La ley del mercado.
Por Carlos Diviesti.
Carlos tiene un patrón jovencito que se llama Rodrigo, quien tiene un bebé con algún problemita y una mujer preciosa que se llama Federica. Son buena gente, como el patrón mayor, el padre de don Rodrigo, gente preocupada por la cosecha y el bienestar de los demás. Al menos eso dice el padre de Carlos cuando le sugiere a don Rodrigo que se lleve a su hijo a trabajar porque él ya está viejo, y porque ese trabajo le permitirá a Carlos entrenar al caballo para la carrera del pueblo, su máxima ambición.
Rodrigo acepta porque tiene que hacer buena letra con su padre y con la cosecha de la que lo hace responsable, y Carlos y don Rodrigo se hacen amigos, casi compinches, una de esas amistades que desafían los cánones sociales establecidos en estas vastas pampas acuchilladas del sur del continente. Carlos es un gurí todavía, pero ya tiene una hijita con Estefanía.
Una tarde los padres de Carlos, Estefanía y la beba lo van a visitar a la estancia donde trabaja, y Carlos se lleva a Estefanía y a la beba a pasear en tractor. Algo tremendo pasa, algo que vemos de lejos y que no se puede remediar. Y la amistad entre Carlos y Rodrigo se quiebra, al tiempo que Estefanía se empodera, Federica se vuelve monstruosa, y el clima se enrarece para que El empleado y el patrón encuentre sus mayores virtudes.

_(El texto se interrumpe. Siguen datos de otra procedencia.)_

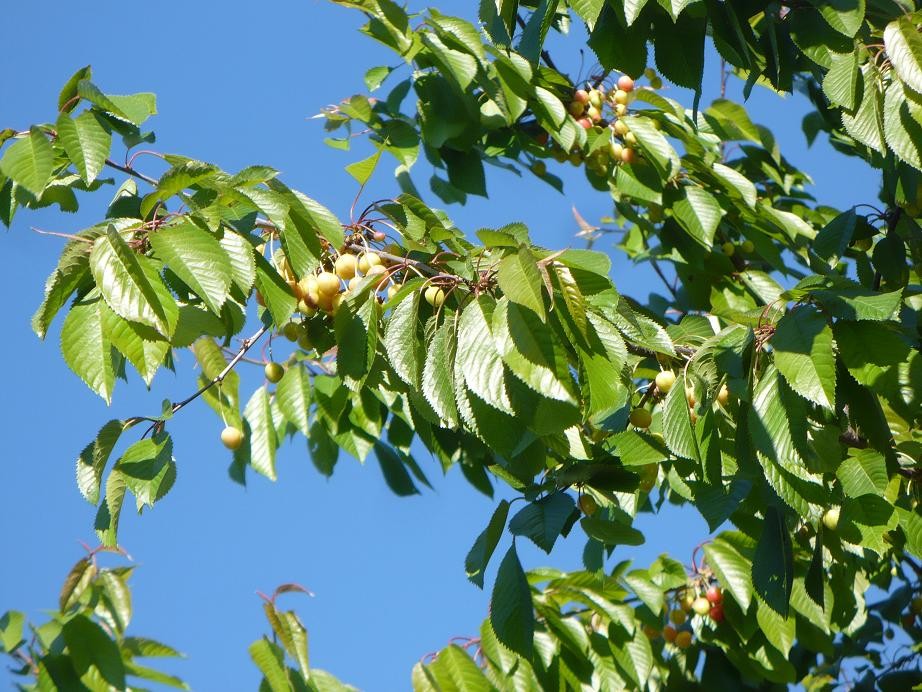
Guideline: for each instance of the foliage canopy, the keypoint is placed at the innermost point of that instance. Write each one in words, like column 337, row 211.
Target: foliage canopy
column 789, row 419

En aquella geografía inmodificable de las fronteras, ese suspenso que crece a medida que se acentúa la ambivalencia en el juego del poder tiene su punto más verosímil cuando los personajes de ese maravilloso cuarteto de actores (Nahuel Pérez Biscayart, Cristian Borges, Justina Bustos y Fátima Quintanilla) muestran su verdadera naturaleza, tan lejana de la impostura social y tan cercana de nuestra esencia como especie. Visualmente espléndida, con esos constantes tonos fríos derivados del azul, El empleado y el patrón tiene la extraña virtud de no pontificar sobre cuestiones sociales o políticas de nuestra coyuntura actual. Sin embargo, le pone el pecho a las balas sin establecer juicios ni encontrar culpables, porque nunca se pregunta por la inocencia de nadie.